Patients who have undergone gastric bypass surgery: Normal B12 range: 200 to 1,000 pg/mL (SI: 147.5 to 737.3 pmol/L); Deficiency critical range: B12: <400 pg/mL (SI: <294.9 pmol/L) (suboptimal) and <200 pg/mL (SI: <147.5 pmol/L) (deficient) (Parrott 2017).
Hydroxocobalamin (vitamin B12a) is a precursor to cyanocobalamin (vitamin B12). Cyanocobalamin acts as a coenzyme for various metabolic functions, including fat and carbohydrate metabolism and protein synthesis, used in cell replication and hematopoiesis.

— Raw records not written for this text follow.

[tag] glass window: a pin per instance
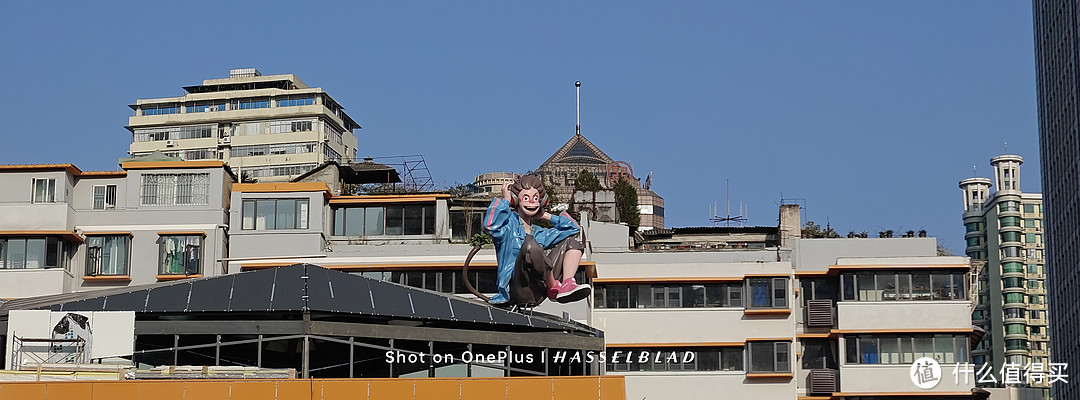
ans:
(180, 254)
(769, 357)
(395, 220)
(414, 220)
(107, 255)
(693, 295)
(920, 285)
(941, 285)
(373, 222)
(866, 291)
(105, 197)
(890, 349)
(44, 190)
(819, 354)
(848, 281)
(886, 285)
(768, 292)
(731, 359)
(271, 214)
(175, 189)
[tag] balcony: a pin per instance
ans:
(903, 315)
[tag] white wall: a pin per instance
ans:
(895, 378)
(682, 386)
(16, 283)
(687, 325)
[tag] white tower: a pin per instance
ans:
(1007, 172)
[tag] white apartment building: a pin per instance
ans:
(267, 128)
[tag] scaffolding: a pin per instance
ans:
(413, 170)
(36, 351)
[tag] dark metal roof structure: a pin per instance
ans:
(297, 288)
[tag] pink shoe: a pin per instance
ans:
(572, 292)
(553, 291)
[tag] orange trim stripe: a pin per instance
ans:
(814, 335)
(165, 164)
(177, 277)
(768, 340)
(872, 331)
(966, 395)
(283, 187)
(184, 232)
(769, 375)
(108, 278)
(117, 232)
(386, 266)
(901, 266)
(383, 199)
(690, 344)
(65, 167)
(753, 311)
(667, 279)
(69, 235)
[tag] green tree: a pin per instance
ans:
(625, 201)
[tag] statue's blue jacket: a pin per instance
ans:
(508, 232)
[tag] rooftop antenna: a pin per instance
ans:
(578, 85)
(728, 220)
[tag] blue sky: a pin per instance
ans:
(872, 111)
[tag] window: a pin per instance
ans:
(270, 214)
(904, 349)
(44, 190)
(767, 292)
(175, 189)
(819, 354)
(180, 254)
(286, 148)
(296, 101)
(18, 253)
(173, 133)
(769, 357)
(161, 109)
(107, 255)
(410, 220)
(105, 197)
(675, 359)
(674, 295)
(903, 285)
(251, 103)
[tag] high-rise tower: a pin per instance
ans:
(268, 128)
(1057, 60)
(1004, 231)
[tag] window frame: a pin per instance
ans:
(778, 349)
(107, 202)
(50, 190)
(301, 214)
(199, 247)
(96, 269)
(777, 292)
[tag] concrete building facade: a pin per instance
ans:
(267, 128)
(63, 229)
(1057, 77)
(1006, 232)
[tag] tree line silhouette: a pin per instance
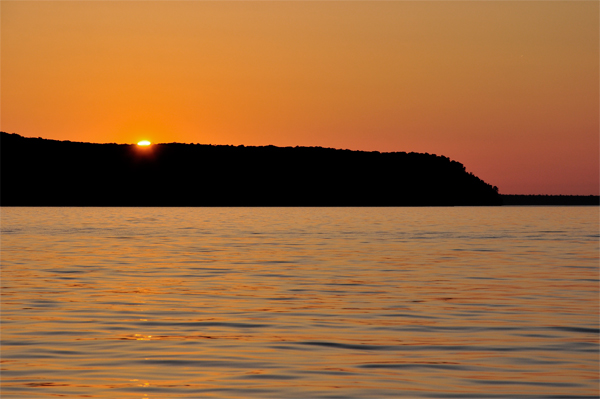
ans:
(41, 172)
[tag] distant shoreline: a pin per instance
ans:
(564, 200)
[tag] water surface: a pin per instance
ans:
(300, 302)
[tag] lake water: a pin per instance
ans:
(300, 302)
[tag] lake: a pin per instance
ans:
(463, 302)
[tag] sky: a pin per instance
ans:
(508, 88)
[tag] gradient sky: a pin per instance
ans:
(509, 89)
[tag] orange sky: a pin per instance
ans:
(510, 89)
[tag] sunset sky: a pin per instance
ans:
(510, 88)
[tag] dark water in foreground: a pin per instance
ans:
(300, 302)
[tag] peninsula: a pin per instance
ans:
(41, 172)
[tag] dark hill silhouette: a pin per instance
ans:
(40, 172)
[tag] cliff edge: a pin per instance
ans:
(40, 172)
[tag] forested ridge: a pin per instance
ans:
(42, 172)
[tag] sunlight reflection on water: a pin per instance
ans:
(300, 302)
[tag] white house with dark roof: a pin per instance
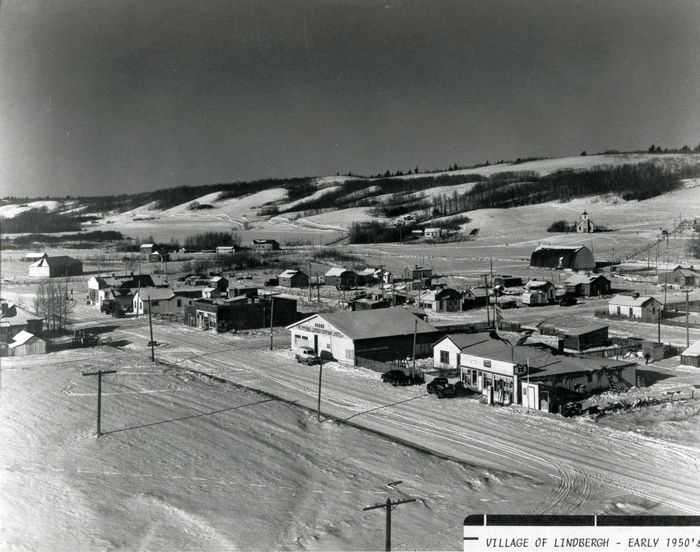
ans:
(381, 334)
(643, 308)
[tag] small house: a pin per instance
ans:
(441, 300)
(645, 308)
(691, 356)
(584, 224)
(293, 278)
(340, 277)
(508, 281)
(572, 257)
(543, 286)
(162, 301)
(475, 298)
(588, 285)
(225, 250)
(262, 245)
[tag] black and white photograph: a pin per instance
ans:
(349, 275)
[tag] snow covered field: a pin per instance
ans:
(190, 462)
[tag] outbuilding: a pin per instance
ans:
(340, 277)
(293, 278)
(382, 334)
(571, 257)
(588, 285)
(643, 308)
(691, 356)
(25, 343)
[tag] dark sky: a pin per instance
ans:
(107, 96)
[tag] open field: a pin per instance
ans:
(180, 466)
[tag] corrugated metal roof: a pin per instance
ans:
(369, 324)
(629, 301)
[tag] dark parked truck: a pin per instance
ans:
(442, 388)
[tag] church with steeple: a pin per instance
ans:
(584, 225)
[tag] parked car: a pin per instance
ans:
(567, 300)
(442, 388)
(434, 384)
(306, 355)
(396, 377)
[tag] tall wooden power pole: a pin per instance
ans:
(99, 374)
(388, 506)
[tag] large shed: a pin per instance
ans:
(54, 267)
(381, 334)
(572, 257)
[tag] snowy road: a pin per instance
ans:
(576, 453)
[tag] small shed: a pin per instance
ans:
(293, 278)
(25, 343)
(588, 285)
(691, 356)
(644, 308)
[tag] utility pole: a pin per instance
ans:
(488, 306)
(99, 374)
(415, 334)
(272, 311)
(687, 327)
(150, 329)
(318, 403)
(388, 506)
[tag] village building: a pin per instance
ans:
(293, 278)
(584, 225)
(547, 288)
(242, 313)
(219, 283)
(25, 343)
(14, 319)
(432, 233)
(381, 334)
(163, 301)
(588, 285)
(573, 257)
(421, 277)
(644, 308)
(684, 277)
(508, 281)
(100, 288)
(367, 303)
(691, 356)
(507, 373)
(33, 257)
(340, 277)
(441, 300)
(475, 298)
(55, 267)
(263, 245)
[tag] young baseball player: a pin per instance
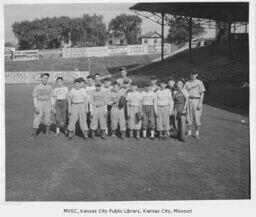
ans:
(44, 104)
(60, 94)
(117, 113)
(98, 102)
(123, 76)
(164, 109)
(149, 109)
(133, 99)
(78, 109)
(154, 85)
(107, 88)
(180, 98)
(196, 91)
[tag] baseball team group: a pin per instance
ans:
(120, 108)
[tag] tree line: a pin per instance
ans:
(88, 31)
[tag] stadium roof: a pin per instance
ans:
(220, 11)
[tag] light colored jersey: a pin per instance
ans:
(121, 80)
(114, 97)
(43, 92)
(133, 98)
(60, 93)
(148, 98)
(78, 96)
(89, 89)
(97, 98)
(155, 88)
(164, 97)
(194, 88)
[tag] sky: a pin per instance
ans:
(16, 13)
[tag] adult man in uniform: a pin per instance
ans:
(195, 89)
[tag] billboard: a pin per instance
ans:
(23, 55)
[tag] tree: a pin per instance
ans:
(128, 26)
(179, 30)
(49, 32)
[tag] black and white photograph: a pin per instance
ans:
(134, 101)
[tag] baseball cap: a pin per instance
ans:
(122, 68)
(45, 74)
(126, 80)
(98, 83)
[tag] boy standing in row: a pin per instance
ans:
(43, 103)
(60, 95)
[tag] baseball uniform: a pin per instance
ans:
(98, 103)
(78, 99)
(60, 96)
(121, 80)
(44, 98)
(133, 104)
(117, 114)
(194, 88)
(149, 107)
(164, 109)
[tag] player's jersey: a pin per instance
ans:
(121, 80)
(125, 91)
(155, 88)
(43, 92)
(164, 97)
(60, 93)
(148, 98)
(133, 98)
(194, 88)
(98, 99)
(114, 97)
(78, 95)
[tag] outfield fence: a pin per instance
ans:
(112, 50)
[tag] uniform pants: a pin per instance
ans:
(98, 118)
(193, 115)
(78, 112)
(44, 108)
(117, 117)
(61, 112)
(133, 123)
(148, 117)
(163, 118)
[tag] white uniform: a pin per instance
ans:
(195, 89)
(133, 103)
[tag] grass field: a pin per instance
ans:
(54, 169)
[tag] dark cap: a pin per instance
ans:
(126, 80)
(77, 80)
(45, 74)
(123, 69)
(194, 71)
(98, 84)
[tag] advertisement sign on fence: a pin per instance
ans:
(85, 52)
(35, 76)
(117, 50)
(137, 50)
(25, 55)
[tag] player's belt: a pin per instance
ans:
(76, 103)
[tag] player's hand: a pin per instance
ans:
(36, 111)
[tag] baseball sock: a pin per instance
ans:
(47, 129)
(131, 133)
(34, 132)
(57, 130)
(144, 133)
(137, 134)
(93, 134)
(152, 133)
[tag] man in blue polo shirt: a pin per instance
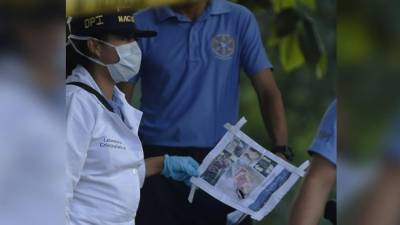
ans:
(190, 89)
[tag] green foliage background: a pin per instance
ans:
(307, 86)
(306, 93)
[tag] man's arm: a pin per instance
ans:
(271, 104)
(309, 205)
(128, 89)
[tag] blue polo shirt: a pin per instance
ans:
(190, 72)
(324, 143)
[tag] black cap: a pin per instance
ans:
(118, 23)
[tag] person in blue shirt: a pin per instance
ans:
(190, 88)
(310, 204)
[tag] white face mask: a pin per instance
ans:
(128, 65)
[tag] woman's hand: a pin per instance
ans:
(180, 168)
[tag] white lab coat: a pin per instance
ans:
(105, 163)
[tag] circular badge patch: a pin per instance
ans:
(223, 46)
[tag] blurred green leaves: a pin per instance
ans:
(299, 42)
(290, 53)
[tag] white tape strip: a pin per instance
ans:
(235, 129)
(304, 165)
(192, 192)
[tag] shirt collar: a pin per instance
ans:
(80, 74)
(216, 7)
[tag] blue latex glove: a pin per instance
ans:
(180, 168)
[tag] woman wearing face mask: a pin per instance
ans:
(105, 164)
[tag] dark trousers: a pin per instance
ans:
(164, 201)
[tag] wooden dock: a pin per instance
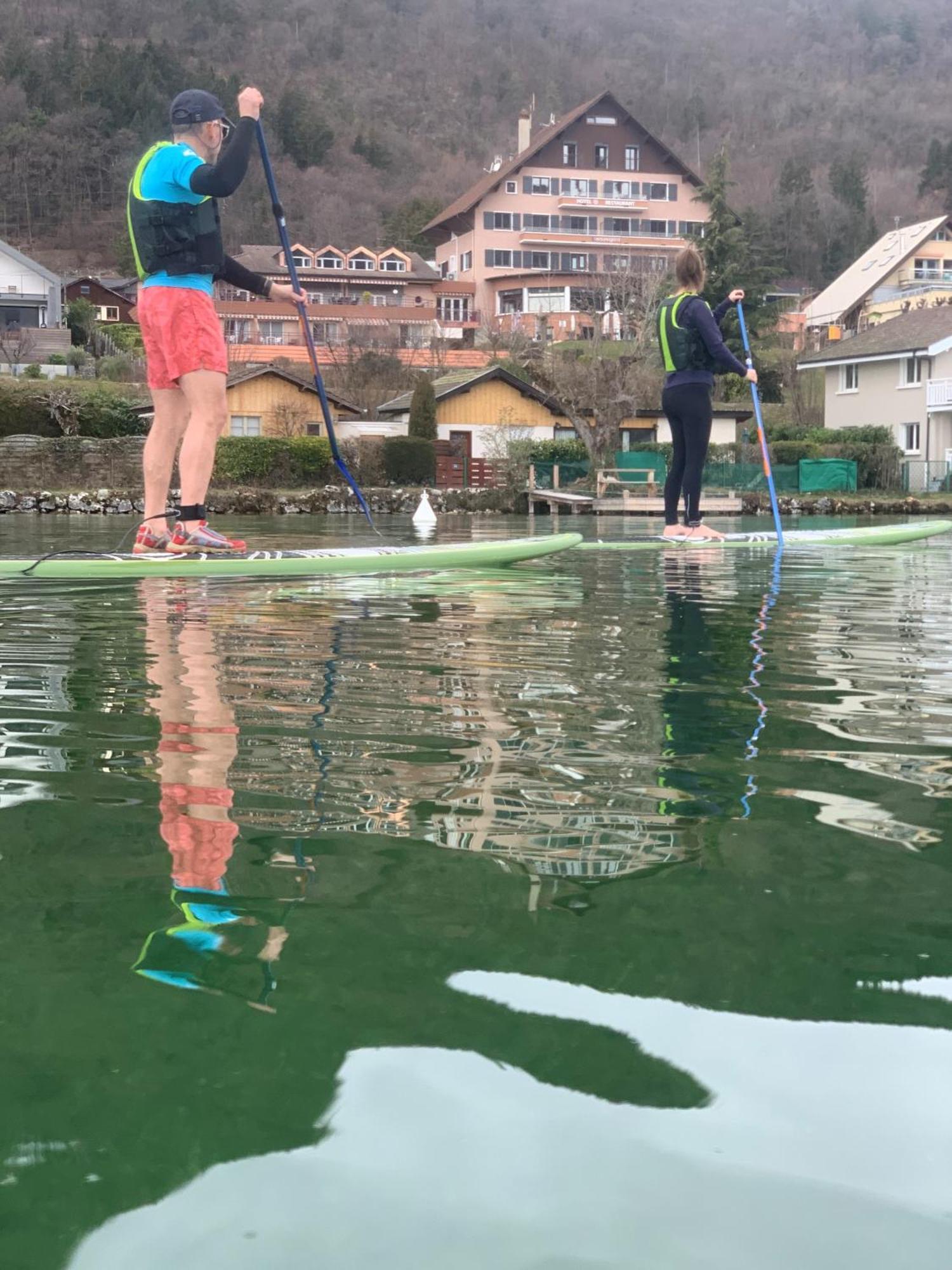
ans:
(629, 502)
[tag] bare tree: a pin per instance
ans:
(16, 346)
(607, 382)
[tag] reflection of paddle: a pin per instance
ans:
(757, 643)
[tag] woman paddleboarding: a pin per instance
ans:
(694, 350)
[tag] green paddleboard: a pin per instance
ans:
(871, 537)
(314, 563)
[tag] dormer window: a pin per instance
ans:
(394, 262)
(329, 258)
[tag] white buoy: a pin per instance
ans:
(425, 514)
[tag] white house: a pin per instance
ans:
(899, 375)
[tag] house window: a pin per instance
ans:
(271, 332)
(246, 426)
(546, 300)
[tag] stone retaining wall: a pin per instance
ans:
(249, 502)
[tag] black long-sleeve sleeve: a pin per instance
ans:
(224, 178)
(246, 280)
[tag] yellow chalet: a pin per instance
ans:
(274, 402)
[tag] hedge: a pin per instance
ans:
(100, 411)
(284, 462)
(409, 462)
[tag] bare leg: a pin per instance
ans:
(159, 455)
(205, 393)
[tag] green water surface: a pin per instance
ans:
(527, 920)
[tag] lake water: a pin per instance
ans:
(478, 921)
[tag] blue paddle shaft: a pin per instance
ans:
(761, 434)
(305, 326)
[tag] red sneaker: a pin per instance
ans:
(152, 540)
(201, 540)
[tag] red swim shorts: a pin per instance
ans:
(181, 332)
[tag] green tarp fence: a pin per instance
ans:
(808, 477)
(827, 474)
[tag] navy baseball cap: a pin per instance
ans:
(195, 106)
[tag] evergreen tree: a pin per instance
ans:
(402, 228)
(736, 255)
(423, 411)
(303, 131)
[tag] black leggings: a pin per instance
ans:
(689, 411)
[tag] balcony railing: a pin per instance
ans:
(939, 396)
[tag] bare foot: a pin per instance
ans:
(705, 531)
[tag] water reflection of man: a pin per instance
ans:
(224, 943)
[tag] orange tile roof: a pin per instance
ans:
(425, 359)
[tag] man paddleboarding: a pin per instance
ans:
(176, 233)
(694, 350)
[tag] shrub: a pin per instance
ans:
(289, 462)
(423, 411)
(559, 453)
(117, 369)
(409, 462)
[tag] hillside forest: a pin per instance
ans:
(381, 111)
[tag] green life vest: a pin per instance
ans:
(682, 347)
(172, 238)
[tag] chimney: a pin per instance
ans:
(525, 134)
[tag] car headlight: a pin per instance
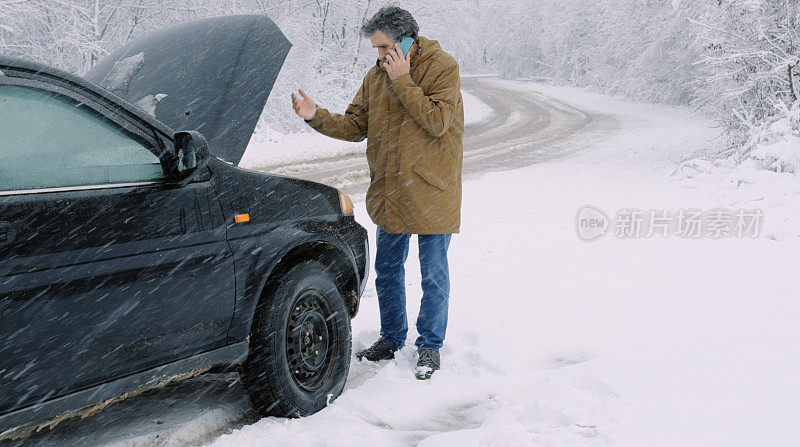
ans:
(345, 203)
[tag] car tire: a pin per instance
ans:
(300, 344)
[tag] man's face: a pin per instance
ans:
(382, 42)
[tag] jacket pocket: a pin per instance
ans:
(429, 176)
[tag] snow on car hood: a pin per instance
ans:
(213, 76)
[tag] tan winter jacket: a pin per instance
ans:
(414, 127)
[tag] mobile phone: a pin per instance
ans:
(405, 45)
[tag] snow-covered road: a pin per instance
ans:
(520, 130)
(553, 340)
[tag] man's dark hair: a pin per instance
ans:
(395, 22)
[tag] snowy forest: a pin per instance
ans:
(734, 60)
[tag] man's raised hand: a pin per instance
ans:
(305, 107)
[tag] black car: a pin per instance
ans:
(132, 254)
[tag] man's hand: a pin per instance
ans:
(305, 107)
(397, 65)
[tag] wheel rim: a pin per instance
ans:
(308, 340)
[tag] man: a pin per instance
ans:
(410, 110)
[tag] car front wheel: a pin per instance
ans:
(299, 344)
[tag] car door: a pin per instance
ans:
(106, 266)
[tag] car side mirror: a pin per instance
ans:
(191, 155)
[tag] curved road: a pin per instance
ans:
(525, 128)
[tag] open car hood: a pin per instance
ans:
(213, 76)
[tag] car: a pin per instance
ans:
(134, 251)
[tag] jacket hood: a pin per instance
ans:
(427, 48)
(212, 76)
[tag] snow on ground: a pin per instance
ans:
(269, 147)
(553, 340)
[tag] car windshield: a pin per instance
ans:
(50, 140)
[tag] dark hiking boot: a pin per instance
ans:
(380, 350)
(428, 363)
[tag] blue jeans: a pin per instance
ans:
(390, 258)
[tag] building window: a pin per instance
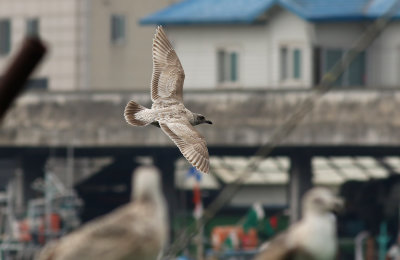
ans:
(118, 29)
(228, 66)
(32, 27)
(354, 75)
(5, 36)
(290, 63)
(38, 83)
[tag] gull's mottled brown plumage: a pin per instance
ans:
(313, 237)
(167, 110)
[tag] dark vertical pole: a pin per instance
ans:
(300, 181)
(165, 161)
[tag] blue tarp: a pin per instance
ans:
(249, 11)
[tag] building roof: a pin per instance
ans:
(250, 11)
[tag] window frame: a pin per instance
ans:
(115, 39)
(345, 77)
(227, 67)
(8, 45)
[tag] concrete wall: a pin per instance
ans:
(127, 65)
(61, 23)
(241, 118)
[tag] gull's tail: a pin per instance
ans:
(134, 114)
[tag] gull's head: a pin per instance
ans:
(321, 201)
(146, 183)
(200, 119)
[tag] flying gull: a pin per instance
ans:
(136, 231)
(313, 237)
(168, 110)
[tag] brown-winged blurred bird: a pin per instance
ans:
(313, 237)
(136, 231)
(168, 110)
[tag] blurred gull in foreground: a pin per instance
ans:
(137, 230)
(168, 111)
(313, 237)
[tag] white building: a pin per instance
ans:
(93, 44)
(278, 44)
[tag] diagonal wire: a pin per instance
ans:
(366, 39)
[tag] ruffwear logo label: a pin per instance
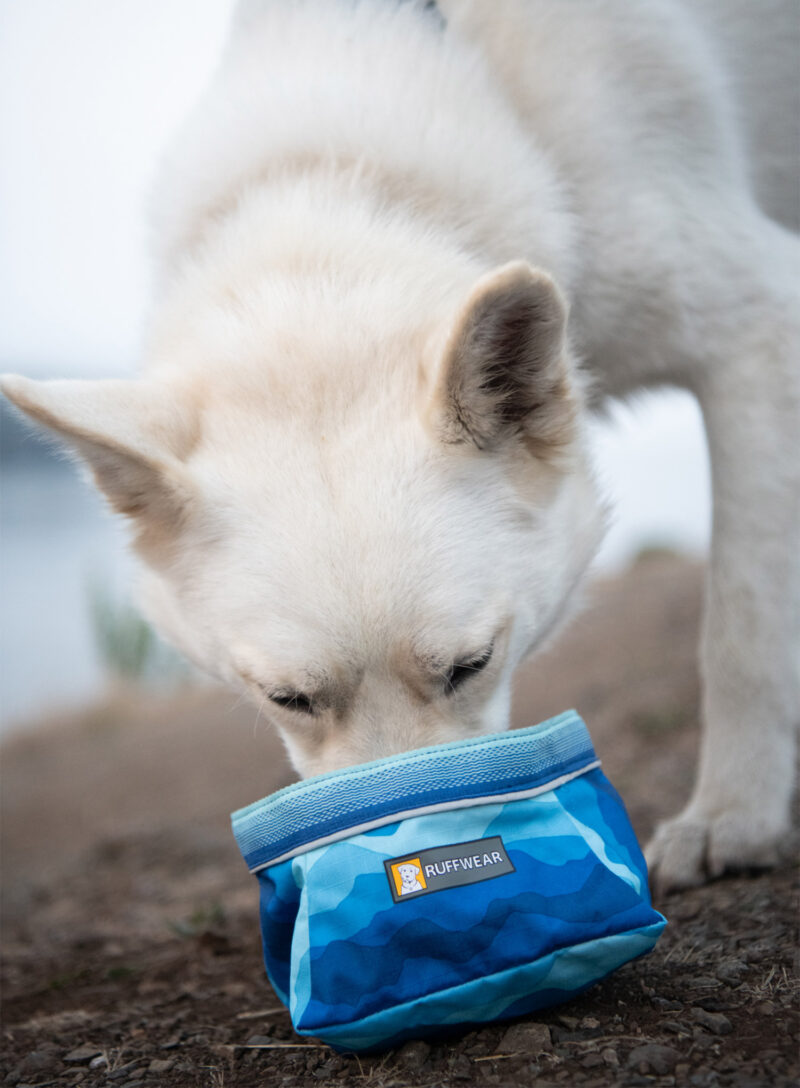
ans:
(451, 866)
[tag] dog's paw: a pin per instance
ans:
(692, 848)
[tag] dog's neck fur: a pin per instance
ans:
(286, 180)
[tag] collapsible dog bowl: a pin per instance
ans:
(454, 885)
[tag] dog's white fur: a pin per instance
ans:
(356, 457)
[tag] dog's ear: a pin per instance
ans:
(504, 371)
(131, 435)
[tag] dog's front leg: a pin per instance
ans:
(749, 388)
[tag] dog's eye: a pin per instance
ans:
(293, 701)
(463, 670)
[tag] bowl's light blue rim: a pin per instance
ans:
(477, 767)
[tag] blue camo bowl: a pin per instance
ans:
(454, 885)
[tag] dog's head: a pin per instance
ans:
(368, 532)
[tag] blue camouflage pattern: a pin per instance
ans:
(361, 972)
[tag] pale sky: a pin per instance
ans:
(89, 91)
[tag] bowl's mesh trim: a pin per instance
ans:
(502, 763)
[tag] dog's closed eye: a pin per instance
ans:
(292, 701)
(462, 671)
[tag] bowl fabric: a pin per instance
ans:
(453, 885)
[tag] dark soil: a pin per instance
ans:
(130, 926)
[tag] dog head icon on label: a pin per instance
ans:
(448, 866)
(407, 876)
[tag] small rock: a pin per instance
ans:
(675, 1027)
(731, 972)
(712, 1004)
(159, 1065)
(653, 1058)
(124, 1071)
(38, 1061)
(84, 1053)
(591, 1061)
(717, 1023)
(569, 1022)
(703, 983)
(414, 1054)
(526, 1039)
(460, 1067)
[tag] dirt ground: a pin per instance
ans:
(131, 950)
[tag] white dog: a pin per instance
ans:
(356, 465)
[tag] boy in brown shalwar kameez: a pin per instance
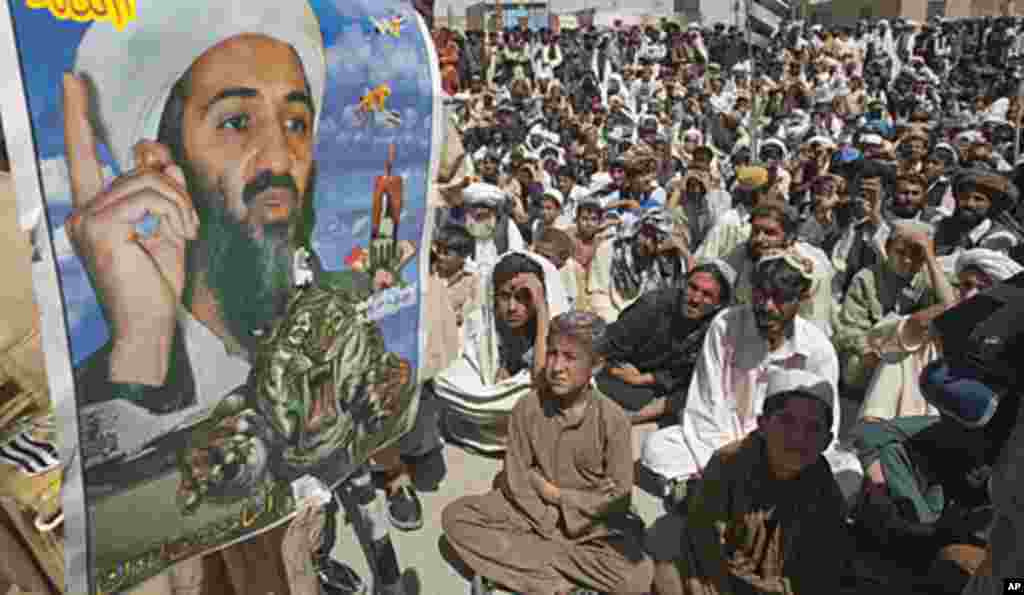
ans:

In the presence of cyanide, each hydroxocobalamin molecule can bind one cyanide ion by displacing it for the hydroxo ligand linked to the trivalent cobalt ion, forming cyanocobalamin, which is then excreted in the urine.
Following IV administration of Cyanokit:
Distribution: Vdss:Free cobalamins-(III): 280.7 to 349.5 L; Total cobalamins-(III): 21.8 to 25.6 L
Protein binding: Significant; forms various cobalamin-(III) complexes
Metabolism: Does not undergo metabolism
Half-life elimination: 26 to 31 hours
Excretion: Urine (50% to 60% within initial 72 hours)
Sex: When normalized for body weight, men and women revealed no major pharmacokinetic differences.